A coarse Erdős-Pósa theorem
Jungho Ahn, J. Pascal Gollin, Tony Huynh, O-joung Kwon
TL;DR
This work presents a coarse Erdős–Pósa theorem for induced cycle packings, showing that for all ${k\ge1}$ and ${\ell\ge3}$ a graph either contains an induced packing of ${k}$ cycles of length at least ${\ell}$ or admits small hitting sets ${X_1},{X_2}$ with ${|X_1|=\mathcal{O}(\ell k\log k)}$ and ${|X_2|=\mathcal{O}(k\log k)}$ such that removing their radius-1 or radius-${\ell}$ neighborhoods eliminates all ${\ell}$-cycles; moreover, the result is constructive with a polynomial-time algorithm for fixed ${\ell}$. The authors develop ${\ell}$-coarse ear-decompositions as a central tool, build two auxiliary graphs ${O_\mathcal{H}}$ and ${U_\mathcal{H}}$ to certify either a large induced packing or the hitting sets, and derive tight asymptotics on the bounds.

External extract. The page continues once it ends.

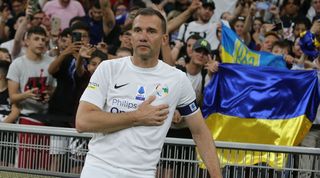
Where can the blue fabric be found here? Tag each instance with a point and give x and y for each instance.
(262, 92)
(237, 52)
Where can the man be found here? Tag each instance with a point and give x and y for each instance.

They extend the theory to distance-${d}$ packings of two cycles, derive tighter planar-bound results, and obtain corollaries bounding the tree-independence number for ${K_{1,t}}$-free graphs, enabling polynomial-time solutions to several NP-hard problems on such classes; they also show limitations via unbounded tree-independence numbers for certain ${K_{1,3}}$-free graphs. The paper culminates with discussions of open problems and conjectures about generalizations to induced minors and induced topological minors, highlighting the broader impact on structural graph theory and algorithmic graph problems.
Abstract
An induced packing of cycles in a graph is a set of vertex-disjoint cycles with no edges between them. We generalise the classic Erdős-Pósa theorem to induced packings of cycles. More specifically, we show that there exist functions $f(k,\ell)=\mathcal{O}(\ell k\log k)$ and $g(k)=\mathcal{O}(k\log k)$ such that for all integers $k\geq1$ and $\ell\geq3$, every graph $G$ contains either an induced packing of $k$ cycles of length at least $\ell$, not necessarily induced cycles, or sets $X_1$ and $X_2$ of vertices with $|X_1|\leq f(k,\ell)$ and $|X_2|\leq g(k)$ such that, after removing the closed neighbourhood of $X_1$ or the ball of radius $\ell$ around $X_2$, the resulting graph has no cycle of length at least $\ell$ in $G$. Our proof is constructive and yields a polynomial-time algorithm finding either the induced packing or the sets $X_1$ and $X_2$ when $\ell$ is a constant. Furthermore, we show that for every positive integer $d$, if a graph $G$ does not contain two cycles at distance more than $d$, then $G$ contains sets $X_1$ and $X_2$ of vertices with $|X_1|\leq12(d+1)$ and $|X_2|\leq12$ such that, after removing the ball of radius $2d$ around $X_1$ or the ball of radius $3d$ around $X_2$, the resulting graphs are forests. As a corollary, we prove that every graph with no $K_{1,t}$ induced subgraph and no induced packing of $k$ cycles of length at least $\ell$ has tree-independence number at most $\mathcal{O}(t\ell k\log k)$, and one can construct a corresponding tree-decomposition in polynomial time when $\ell$ is a constant. This resolves a special case of a conjecture of Dallard et al. (arXiv:2402.11222), and implies that on such graphs, many NP-hard problems, are solvable in polynomial time. On the other hand, we show that the class of all graphs with no $K_{1,3}$ induced subgraph and no two cycles at distance more than $2$ has unbounded tree-independence number.